Des vies qui se détournent radicalement de l'origine ?
Le sac de la mort
On a jeté au hasard le grand sac
de la mort au-dessus de la foule
qui ne courait pas, mais regardait
s'abattre sur elle la toile brune
– tout le monde a été pris.
Puis, dans l'obscurité
quelqu'un a gratté une allumette.
Un visage de question
a observé les gens
– panoramique froid –
qui ne savaient pas quoi penser de tout ça.
Il leur a demandé :
vous êtes-vous déjà endormis dehors,
seuls, dans un lieu inconnu ?
avez-vous oublié de vous réveiller
d'une sieste dans la forêt ?
avez-vous passé la nuit sur une plage
sans l'avoir prévu ?
Les gens ont voulu répondre mais l'homme
au visage de question, soudain, a dit :
c'est cela maintenant
qu'il vous reste
à éprouver ici.
Et puis après ?
demanda un petit garçon.
Mais il était trop tard,
l'allumette était consumée,
l'homme s'était confondu
avec l'obscurité.
Est-ce que quelqu'un
venait de nous faire une farce ?
Quelqu'un qui avait été pris
dans le sac comme nous
mais qui, plus rapide,
avait trouvé dans les ténèbres
une place libre – celle de la terreur ?
Je me posais cette question tandis que le petit garçon hurlait.

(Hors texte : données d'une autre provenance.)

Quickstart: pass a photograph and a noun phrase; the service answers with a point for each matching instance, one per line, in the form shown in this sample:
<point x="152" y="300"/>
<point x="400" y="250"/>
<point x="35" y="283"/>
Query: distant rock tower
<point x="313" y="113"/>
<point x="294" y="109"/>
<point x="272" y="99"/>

Comme il est difficile de réfléchir quand quelqu'un crie...
Alors j'ai fermé les yeux
dans le noir
et nous avons tous entendu
ce que du temps où nous avions la tête hors du sac
nous ignorions.
Nous avons tous entendu
notre ignorance qui enflait
et le désir que nous avions
d'ignorer mieux encore.
S'il vous plaît faites
que toutes les allumettes
se soient noyées !
Mais quelqu'un a chuchoté :
trop tard, trop tard.
Et quelqu'un d'autre a ri.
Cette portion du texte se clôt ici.